不過如果這消息準確,他這公爵是當不成了,還是拱手讓給彌爾塞吧,哼哼哼哼....
現在不是想著爭權奪利的時候啊魚骨,你腦抽嗎?先想想該怎么做。
我喊道:“你是新來的!那原先在這兒與博思泰特斯接頭的人是誰?”
火葬指了指那個高個兒,又指了指那個女奴,再望向那個矮胖子。
我記得矮胖子還活著,立即去找他,結果發現他也已經咽氣,他滿臉都被自己的尖刺刺穿,雙目朝上,死不瞑目。
我心中一凜,回頭見火葬將爪子刺入自己的咽喉,將自己的腦袋割下了大半,真是慘不忍睹。
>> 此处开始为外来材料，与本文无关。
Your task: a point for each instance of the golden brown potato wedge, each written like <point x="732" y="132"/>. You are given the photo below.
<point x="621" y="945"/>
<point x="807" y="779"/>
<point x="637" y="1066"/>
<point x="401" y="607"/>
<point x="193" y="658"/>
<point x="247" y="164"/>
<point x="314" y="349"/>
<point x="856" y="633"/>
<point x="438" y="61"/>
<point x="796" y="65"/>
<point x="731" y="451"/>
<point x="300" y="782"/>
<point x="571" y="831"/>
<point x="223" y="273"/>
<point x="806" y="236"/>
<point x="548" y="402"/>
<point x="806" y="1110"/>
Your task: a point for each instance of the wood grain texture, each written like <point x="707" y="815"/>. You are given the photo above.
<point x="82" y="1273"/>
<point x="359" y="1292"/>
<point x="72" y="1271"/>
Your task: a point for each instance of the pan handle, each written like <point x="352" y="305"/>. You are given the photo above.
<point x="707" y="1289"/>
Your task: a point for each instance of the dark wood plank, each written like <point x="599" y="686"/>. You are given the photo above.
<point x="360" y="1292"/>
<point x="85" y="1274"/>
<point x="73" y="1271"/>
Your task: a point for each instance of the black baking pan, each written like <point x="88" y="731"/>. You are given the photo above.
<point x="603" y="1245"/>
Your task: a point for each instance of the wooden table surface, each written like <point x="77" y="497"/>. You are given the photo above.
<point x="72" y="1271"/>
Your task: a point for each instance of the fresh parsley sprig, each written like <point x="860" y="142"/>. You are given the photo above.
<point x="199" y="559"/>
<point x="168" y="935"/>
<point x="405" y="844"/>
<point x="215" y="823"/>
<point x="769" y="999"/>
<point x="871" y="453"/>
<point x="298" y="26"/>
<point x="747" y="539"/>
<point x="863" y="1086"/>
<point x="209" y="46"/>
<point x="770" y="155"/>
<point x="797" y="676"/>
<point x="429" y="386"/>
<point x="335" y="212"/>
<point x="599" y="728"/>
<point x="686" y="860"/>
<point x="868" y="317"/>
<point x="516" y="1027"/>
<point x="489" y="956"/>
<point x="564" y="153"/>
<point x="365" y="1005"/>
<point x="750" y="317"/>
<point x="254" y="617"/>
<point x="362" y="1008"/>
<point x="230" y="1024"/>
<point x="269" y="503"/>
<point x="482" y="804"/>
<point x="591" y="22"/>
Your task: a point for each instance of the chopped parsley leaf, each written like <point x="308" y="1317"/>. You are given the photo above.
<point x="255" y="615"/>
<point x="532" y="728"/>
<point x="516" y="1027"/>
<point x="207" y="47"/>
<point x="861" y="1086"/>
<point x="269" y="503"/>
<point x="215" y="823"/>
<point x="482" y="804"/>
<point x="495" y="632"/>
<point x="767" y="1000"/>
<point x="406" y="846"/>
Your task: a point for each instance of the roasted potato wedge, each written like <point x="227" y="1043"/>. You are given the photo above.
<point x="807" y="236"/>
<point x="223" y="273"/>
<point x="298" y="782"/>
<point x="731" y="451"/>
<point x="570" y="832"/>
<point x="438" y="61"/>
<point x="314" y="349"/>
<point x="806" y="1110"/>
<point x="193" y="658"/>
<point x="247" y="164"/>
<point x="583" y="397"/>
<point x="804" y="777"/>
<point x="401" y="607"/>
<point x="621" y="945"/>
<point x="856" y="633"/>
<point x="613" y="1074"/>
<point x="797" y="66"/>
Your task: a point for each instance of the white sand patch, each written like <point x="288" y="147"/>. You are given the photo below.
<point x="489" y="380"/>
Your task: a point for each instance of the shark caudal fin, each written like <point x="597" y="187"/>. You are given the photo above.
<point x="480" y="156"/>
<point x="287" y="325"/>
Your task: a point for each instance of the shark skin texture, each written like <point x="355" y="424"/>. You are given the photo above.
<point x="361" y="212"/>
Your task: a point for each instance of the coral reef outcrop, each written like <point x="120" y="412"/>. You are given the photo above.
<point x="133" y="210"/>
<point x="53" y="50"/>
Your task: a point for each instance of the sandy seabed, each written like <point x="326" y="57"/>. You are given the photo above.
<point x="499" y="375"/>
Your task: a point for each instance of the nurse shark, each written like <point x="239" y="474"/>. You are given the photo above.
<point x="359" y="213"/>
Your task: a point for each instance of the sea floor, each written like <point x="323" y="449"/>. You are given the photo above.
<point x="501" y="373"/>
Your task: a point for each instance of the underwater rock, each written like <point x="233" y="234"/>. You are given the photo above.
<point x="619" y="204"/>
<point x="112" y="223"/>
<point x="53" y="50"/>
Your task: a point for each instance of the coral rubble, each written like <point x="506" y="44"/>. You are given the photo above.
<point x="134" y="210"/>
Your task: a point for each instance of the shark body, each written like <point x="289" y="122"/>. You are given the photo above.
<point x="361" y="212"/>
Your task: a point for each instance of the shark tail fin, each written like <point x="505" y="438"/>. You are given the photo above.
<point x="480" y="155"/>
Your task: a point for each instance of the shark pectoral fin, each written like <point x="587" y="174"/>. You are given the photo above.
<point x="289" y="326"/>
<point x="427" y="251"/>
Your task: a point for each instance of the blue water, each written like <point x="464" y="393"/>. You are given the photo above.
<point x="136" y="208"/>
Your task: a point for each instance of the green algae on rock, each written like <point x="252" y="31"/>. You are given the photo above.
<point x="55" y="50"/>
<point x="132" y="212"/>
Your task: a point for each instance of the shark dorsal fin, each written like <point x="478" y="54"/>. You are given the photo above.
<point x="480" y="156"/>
好個一團糟,他剛剛向我求饒,轉眼就自殺了,這是什么騷操作?
我聽見瘋網中的綠面紗說:“他們自己都沒意識到這一點,某個強大的精神體在支配他們,他們的思維被操縱,當他們背叛時就會死亡。”
我怒道:“真是混賬!”
吞噬老者笑道:“但一切并非無可挽回,對嗎?”
海怪伸出他那畸形嬰兒般的雙手,如施法般旋轉著,一只漆黑的獵犬出現在瘋網的夜空下,它的雙眼仿佛兩輪名曰,整個黑夜仿佛是它的毛發。
獵犬以恐懼為食,它吞下了他們恐懼的記憶。
高個兒惡魔使跪在地上,心中的敬畏之情讓他抬不起頭。一個女人尖聲笑著,他只看見這女人的影子,便顫栗得不能自已。
我也是。
這女人的影子很高大,頭發又粗又密,一直垂在腰間,她臂膀很結實,可手肘下方干瘦細長,指甲生長過度,幾乎卷曲成團。
她只怕比海怪更丑陋,更讓人恐慌。
她說道:“哦,博思泰特斯,博思泰特斯,你真是太出色了。”
博思泰特斯用冰冷地語氣答道:“葉格麗。”
她是葉格麗,新索多瑪的女王,紀元帝國遠征軍的新統帥,號稱與帝國皇帝平起平坐的女人。
她就在地下城,就在本撒?博思泰特斯認識她?
葉格麗說:“你就是用這種態度對待我的嗎?我可是神祗,是巴爾神的代言人,我會讓對我不敬的人嘗嘗地獄般的痛苦。”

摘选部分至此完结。